Résumé : Un camp militaire, proche des lignes ennemies, aux premiers jours d'une guerre qui s'annonce épique... Magiciens, Empathes et Guérisseurs sont tous réunis sous les ordres d'Urtho, le Mage du Silence. Tous combattent désespérément pour protéger le pays de Tantara de Ma'ar, un sorcier maléfique. Le plus admirable d'entre eux est sans conteste Skandranon, un magnifique guerrier ailé. Tous voient en lui l'espoir incarné. Car il est le Griffon Noir. Cette histoire se déroule mille cinq cents ans avant les aventures contées par Mercedes Lackey dans sa série Les Hérauts de Valdemar, en des temps où la magie était d'une puissance inégalée, en des temps où les griffons régnaient en maîtres.
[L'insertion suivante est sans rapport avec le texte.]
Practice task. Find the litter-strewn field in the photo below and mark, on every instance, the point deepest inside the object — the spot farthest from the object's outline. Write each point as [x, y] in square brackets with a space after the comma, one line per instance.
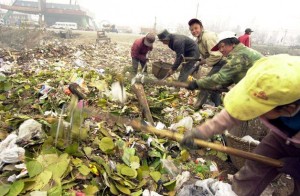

Avis : Et un petit compte-rendu de ma deuxième lecture d'un ouvrage de la série sur Valdemar. J'ai eu un peu de mal à me lancer, quelques a priori persistant de ma précédente lecture de La Proie de la Magie. Je me suis malgré tout lancée, bon gré mal gré...

Le début s'est, il faut le dire, beaucoup mieux présenté que pour Le Dernier Héraut-Mage. Une écriture plus fluide, et une narration beaucoup moins centrée sur les héros... enfin, tout est relatif hein... On reste un peu paumé : dès les premières lignes, le lecteur se retrouve avec quelques mots inventés sur les bras, dont il ne sait pas vraiment quoi faire, faute d'explications. Et pourtant, on y a droit, aux explications. Si les mots « barbares » ne sont pas explicités, l'auteure poursuit comme pour les autres ouvrages – et comme bon nombre d'Américains je trouve – sur des paragraphes et des paragraphes d'explications. Un gros pâté, là comme si le lecteur était un peu attardé (du détail et de la justification, à tout va). Il aurait été nettement plus intelligent de distiller toutes les « intrigues » et « subtilités » politiques (non, les guillemets ne sont pas là pour faire joli. Comme je l'ai dit plus haut, tout est relatif  ;p) au gré de l'avancement du récit.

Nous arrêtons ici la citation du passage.